30 Apr, 2008

40 commits

  • Fix a bug that Werner Baumann reported: fuse can send a bigger write request
    than the maximum specified. This only affected direct_io operation.

    In addition set a sane minimum for the max_read and max_write tunables, so I/O
    always makes some progress.

    Signed-off-by: Miklos Szeredi
    Signed-off-by: Andrew Morton
    Signed-off-by: Linus Torvalds

    Miklos Szeredi
     
  • If the READ request returned a short count, then either

    - cached size is incorrect
    - filesystem is buggy, as short reads are only allowed on EOF

    So assume that the size is wrong and refresh it, so that cached read() doesn't
    zero fill the missing chunk.

    Signed-off-by: Miklos Szeredi
    Signed-off-by: Andrew Morton
    Signed-off-by: Linus Torvalds

    Miklos Szeredi
     
  • Introduce fuse_perform_write.
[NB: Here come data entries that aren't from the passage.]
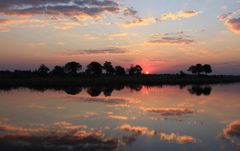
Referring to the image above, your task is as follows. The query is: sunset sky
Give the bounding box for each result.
[0,0,240,74]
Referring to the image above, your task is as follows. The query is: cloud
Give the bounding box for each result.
[67,48,128,55]
[0,130,126,151]
[0,0,140,31]
[160,133,197,144]
[141,107,195,116]
[108,115,128,120]
[55,25,73,30]
[0,121,135,151]
[222,120,240,147]
[147,37,195,45]
[119,124,197,144]
[119,124,157,136]
[53,121,87,130]
[225,17,240,33]
[109,33,129,37]
[160,10,199,20]
[218,9,240,34]
[0,0,120,19]
[118,17,159,28]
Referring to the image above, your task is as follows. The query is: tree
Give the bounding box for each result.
[203,64,212,74]
[188,65,197,74]
[128,65,143,75]
[115,66,126,75]
[188,64,212,75]
[188,64,203,75]
[103,61,115,75]
[38,64,49,75]
[64,61,82,75]
[86,62,102,75]
[51,66,64,76]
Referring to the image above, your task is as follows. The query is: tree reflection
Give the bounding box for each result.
[87,87,102,97]
[64,87,82,95]
[188,85,212,96]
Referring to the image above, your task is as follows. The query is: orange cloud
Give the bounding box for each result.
[53,121,87,130]
[222,120,240,146]
[109,33,129,37]
[160,133,197,144]
[218,9,240,34]
[55,25,73,30]
[225,17,240,33]
[108,115,128,120]
[147,37,195,45]
[160,10,199,20]
[141,107,195,116]
[119,124,157,136]
[119,17,158,28]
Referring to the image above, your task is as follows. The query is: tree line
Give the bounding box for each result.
[0,61,143,76]
[188,64,212,75]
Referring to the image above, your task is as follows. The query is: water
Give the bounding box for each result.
[0,84,240,151]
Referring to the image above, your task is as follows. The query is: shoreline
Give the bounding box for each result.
[0,75,240,89]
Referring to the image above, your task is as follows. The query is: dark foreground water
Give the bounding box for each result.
[0,84,240,151]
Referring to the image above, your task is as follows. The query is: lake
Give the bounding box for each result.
[0,84,240,151]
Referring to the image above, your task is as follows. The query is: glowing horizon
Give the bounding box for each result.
[0,0,240,74]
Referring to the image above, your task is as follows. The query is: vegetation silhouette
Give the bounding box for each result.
[0,61,240,88]
[37,64,50,76]
[188,85,212,96]
[64,61,82,75]
[128,65,143,75]
[103,61,115,75]
[115,66,126,76]
[188,64,212,75]
[85,62,103,75]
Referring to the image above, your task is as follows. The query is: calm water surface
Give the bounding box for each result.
[0,84,240,151]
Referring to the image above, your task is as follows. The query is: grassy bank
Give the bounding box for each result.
[0,75,240,87]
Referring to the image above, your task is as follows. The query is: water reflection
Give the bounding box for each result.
[0,85,212,97]
[0,84,240,151]
[188,85,212,96]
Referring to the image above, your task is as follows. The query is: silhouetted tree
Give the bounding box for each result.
[203,64,212,74]
[86,62,102,75]
[188,64,212,75]
[115,66,126,75]
[64,61,82,75]
[128,65,143,75]
[188,64,203,75]
[188,85,212,96]
[188,65,197,74]
[103,87,114,96]
[51,66,64,76]
[129,84,143,91]
[37,64,50,75]
[103,61,115,75]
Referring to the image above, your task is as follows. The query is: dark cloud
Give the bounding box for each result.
[0,0,127,18]
[148,37,195,45]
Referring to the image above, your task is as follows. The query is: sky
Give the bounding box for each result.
[0,0,240,74]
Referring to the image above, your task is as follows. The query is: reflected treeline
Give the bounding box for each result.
[0,84,212,97]
[0,85,143,97]
[188,85,212,96]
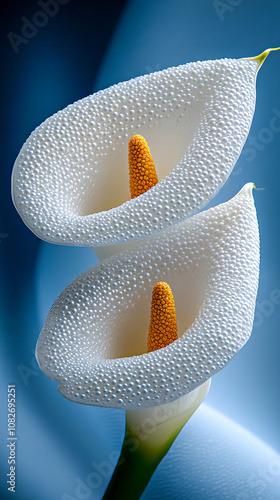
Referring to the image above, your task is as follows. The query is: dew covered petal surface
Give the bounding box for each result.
[12,59,259,246]
[36,184,259,409]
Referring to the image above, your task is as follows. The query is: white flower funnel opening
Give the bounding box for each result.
[12,51,272,247]
[37,184,259,409]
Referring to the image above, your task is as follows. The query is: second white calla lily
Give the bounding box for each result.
[12,50,270,247]
[36,184,259,409]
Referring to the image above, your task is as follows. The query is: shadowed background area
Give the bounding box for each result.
[0,0,280,500]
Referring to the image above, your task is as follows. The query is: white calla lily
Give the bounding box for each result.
[36,184,259,410]
[12,49,270,247]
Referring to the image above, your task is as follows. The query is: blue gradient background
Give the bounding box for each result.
[0,0,280,500]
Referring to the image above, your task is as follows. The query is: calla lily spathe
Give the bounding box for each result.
[12,50,269,247]
[36,184,259,409]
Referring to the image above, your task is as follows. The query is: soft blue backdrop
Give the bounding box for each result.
[0,0,280,500]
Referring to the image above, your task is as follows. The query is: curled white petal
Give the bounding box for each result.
[37,184,259,409]
[12,55,260,246]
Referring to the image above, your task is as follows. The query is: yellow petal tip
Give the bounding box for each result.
[249,47,280,68]
[148,281,178,352]
[128,134,158,199]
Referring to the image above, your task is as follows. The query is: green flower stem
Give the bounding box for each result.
[103,380,210,500]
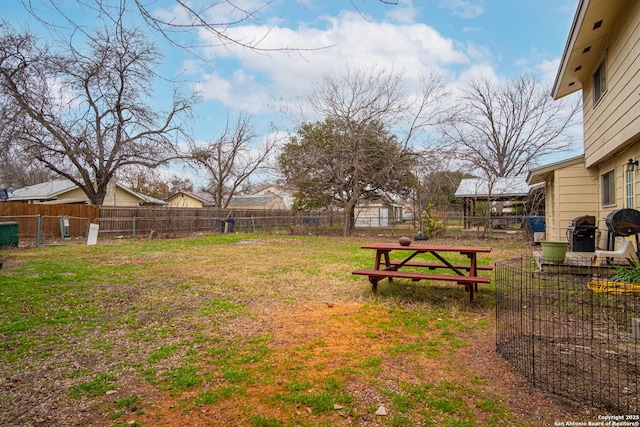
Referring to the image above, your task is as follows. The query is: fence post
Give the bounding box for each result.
[36,214,42,248]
With fusexmp (a passthrough filesystem), large
    (1MB) writes into a backing tmpfs filesystem are sped up by almost 4 times
    (256MB/s vs 71MB/s).

    [mszeredi@suse.cz]:

    - split into smaller functions
    - testing
    - duplicate generic_file_aio_write(), so that there's no need to add a
    new ->perform_write() a_op. Comment from hch.

    Signed-off-by: Nick Piggin
    Signed-off-by: Miklos Szeredi
    Cc: Christoph Hellwig
    Signed-off-by: Andrew Morton
    Signed-off-by: Linus Torvalds

    Nick Piggin
     
  • Extract common code for setting i_size in write functions into a common
    helper.

    Signed-off-by: Miklos Szeredi
    Signed-off-by: Andrew Morton
    Signed-off-by: Linus Torvalds

    Miklos Szeredi
     
  • Quoting Linus (3 years ago, FUSE inclusion discussions):

    "User-space filesystems are hard to get right. I'd claim that they
    are almost impossible, unless you limit them somehow (shared
    writable mappings are the nastiest part - if you don't have those,
    you can reasonably limit your problems by limiting the number of
    dirty pages you accept through normal "write()" calls)."

    Instead of attempting the impossible, I've just waited for the dirty page
    accounting infrastructure to materialize (thanks to Peter Zijlstra and
    others). This nicely solved the biggest problem: limiting the number of pages
    used for write caching.

    Some small details remained, however, which this largish patch attempts to
    address. It provides a page writeback implementation for fuse, which is
    completely safe against VM related deadlocks. Performance may not be very
    good for certain usage patterns, but generally it should be acceptable.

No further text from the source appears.